Friday, 27 August 2021

The Assault(s) on Precinct 13

I wanted to write a review of the original Assault on Precinct 13, but I never had a good reason to. And then I saw that both versions were available to watch on Netflix.

Assault on Precinct 13 (Jean-Francois Richet, 2005)
A well known gangster (Laurence Fisburne) has dirt on corrupt cops (led by Gabriel Byrne). Said cops lay siege to the station where he is being held.


I was not against this movie - this premise is too good (Carpenter re-used it himself a couple times).

A lot of the creative decisions in this make sense - first of all, the cast is terrific.

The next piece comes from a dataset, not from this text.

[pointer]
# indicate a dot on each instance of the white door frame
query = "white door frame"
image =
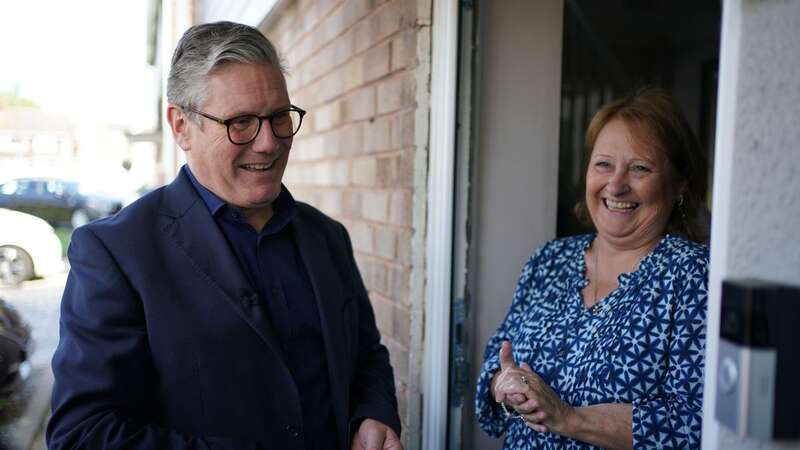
(439, 233)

Laurence Fishburne is great as the anti-villain Marion Bishop - a cold fish who decides to throw his lot in with the other people inside because it will ensure his survival. Ethan Hawke is a fun re-fresh of the lead - in this version he is a former undercover cop who lead his team into an ambush, and has been traumatised by it ever since. Brian Dennehy adds some flavour as the veteran officer who distrusts the freed prisoners.

The film also takes place during a snow storm, which adds another layer of peril to our heroes' predicament.

The one damp squib is the villains - the film cuts to their side of scenes so often that the suspense dissipates. The film is fine, but it is impossible to ignore the economic brutality of Carpenter's original version.

Speaking of which...

Assault on Precinct 13 (John Carpenter, 1976)
When a stranger stumbles into Precinct 9, it is up to the few occupants (the station is closing down) to defend it when a mysterious street gang surrounds the building, determined to take their vengeance on those who would cross them.


This was the first John Carpenter movie I ever saw. 

The acting is wooden, the sets are bad and some of the exposition is clunky, but this movie is a great example of none of that matters.

It helps that the script is stripped down - Carpenter gets all the key players into the titular location quickly, but takes time to establish the environment through strong use of widescreen cinematography and the first of his iconic scores.

His theme for Assault on Precinct 13 is simple but propulsive. Halloween may be more famous, but Precinct 13 is just as unsettling.

While the film resembles an action movie, Carpenter draws on the language of the western and horror movies to realise the film's antagonists.

While the remake puts a face and motive to its antagonists, Carpenter presents Street Thunder as an unknowable, unstoppable mass of bodies. It is a testament to the young filmmaker's execution that he makes a group of guys in flared trousers terrifying. Often, he frames them dead on as near silhouettes, marching toward the camera or standing dead in the centre of the frame like automatons. 

Carpenter rarely gives his antagonists context - there are a few references to the multi-ethnic mix of the gang, but no real sense of what brings them together. They are defined by the violence they enact and their silence. You can definitely see their DNA in the spectral Michael Myers in Halloween.

If the remake has one thing over the original, it is in the character of Napoleon Wilson. The film wants to present the convicted murderer as an anti-hero but Darwin Joston is slightly miscast. I like him, but you really get a feel for what Carpenter was trying for in the remake. Laurence Fishburne manages to make Bishop likeable without ever losing his edge. His character is still a bad guy - Joston lacks that bit of something to make Napoleon feel more unpredictable.

While Joston is not selling what the film intends, it is a testament to Assault on Precinct 13's strengths that this bit of miscasting does not amount to anything. The film is a testament to low-budget genre filmmaking - the individual components might jostle, and they might look cheap, but together they amount to greatness.